Clustering and Recognition of Spatiotemporal Features through Interpretable Embedding of Sequence to Sequence Recurrent Neural Networks
Introduction
This repository contains the code for utilization of RNN-Based Sequence to Sequence model (Seq2Seq) for unsupervised action recognition. It is tested on CMU Mocap Dataset.
Abstract
Encoder-decoder recurrent neural network models (RNN Seq2Seq) have achieved great success in ubiquitous areas of computation and applications. It was shown to be successful in modeling data with both temporal and spatial dependencies for translation or prediction tasks. In this study, we propose an embedding approach to visualize and interpret the representation of data by these models. Furthermore, we show that the embedding is an effective method for unsupervised learning and can be utilized to estimate the optimality of model training. In particular, we demonstrate that embedding space projections of the decoder states of RNN Seq2Seq model trained on sequences prediction are organized in clusters capturing similarities and differences in the dynamics of these sequences. Such performance corresponds to an unsupervised clustering of any spatio-temporal features and can be employed for time-dependent problems such as temporal segmentation, clustering of dynamic activity, self-supervised classification, action recognition, failure prediction, etc. We test and demonstrate the application of the embedding methodology to time-sequences of 3D human body poses. We show that the methodology provides a high-quality unsupervised categorization of movements.
Examples
Datasets
We do expermients on two cases: (i) concatenated sequence (randomly select from 8 unique actions) and (ii) continous sequence (subject 86)
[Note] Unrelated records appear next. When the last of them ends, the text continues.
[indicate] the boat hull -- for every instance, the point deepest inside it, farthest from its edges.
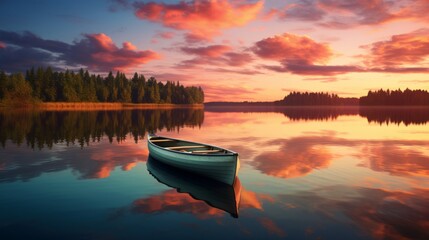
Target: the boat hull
(222, 168)
(216, 194)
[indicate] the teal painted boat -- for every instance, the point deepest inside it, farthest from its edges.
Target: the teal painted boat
(214, 193)
(210, 161)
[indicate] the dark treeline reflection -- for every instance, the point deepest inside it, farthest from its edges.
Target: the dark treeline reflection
(294, 113)
(45, 128)
(382, 115)
(396, 115)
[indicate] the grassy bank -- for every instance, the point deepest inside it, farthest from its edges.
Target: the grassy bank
(70, 106)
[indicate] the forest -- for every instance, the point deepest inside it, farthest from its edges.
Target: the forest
(46, 85)
(395, 98)
(316, 98)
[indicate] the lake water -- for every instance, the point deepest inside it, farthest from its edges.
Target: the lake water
(306, 173)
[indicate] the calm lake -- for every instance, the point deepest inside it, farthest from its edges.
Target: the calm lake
(306, 173)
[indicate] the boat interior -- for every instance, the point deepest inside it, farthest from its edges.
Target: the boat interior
(186, 147)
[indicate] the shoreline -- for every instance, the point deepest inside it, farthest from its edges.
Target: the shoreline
(96, 106)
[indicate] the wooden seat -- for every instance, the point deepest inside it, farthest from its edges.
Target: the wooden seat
(207, 151)
(162, 140)
(184, 147)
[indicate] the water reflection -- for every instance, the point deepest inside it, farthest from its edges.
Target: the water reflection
(23, 164)
(299, 156)
(396, 115)
(381, 115)
(379, 213)
(46, 128)
(190, 189)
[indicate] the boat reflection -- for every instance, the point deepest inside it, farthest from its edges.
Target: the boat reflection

For case (i), we use CMU Mocap dataset for human motion prediction, as in Li et al. CVPR 18. Data is preprocessed using exponential map format. We provide the data in data/cmu_mocap/train
folder. Alternatively, you can download the data from [Li et al. CVPR 18] Github webpage. The data contains 8 unique actions (walking, running, jumping, basketball, soccer, washwindow, basketball signal, and directing traffic). We manually concatenate multiple actions together to demonstrate action recognition perfromance. To avoid biases on selecting the data, we specify the number of possible actions (repeat or non-repeat) and then randomly select the sequences and their ordering. These values are configurable. Please see the arguments below.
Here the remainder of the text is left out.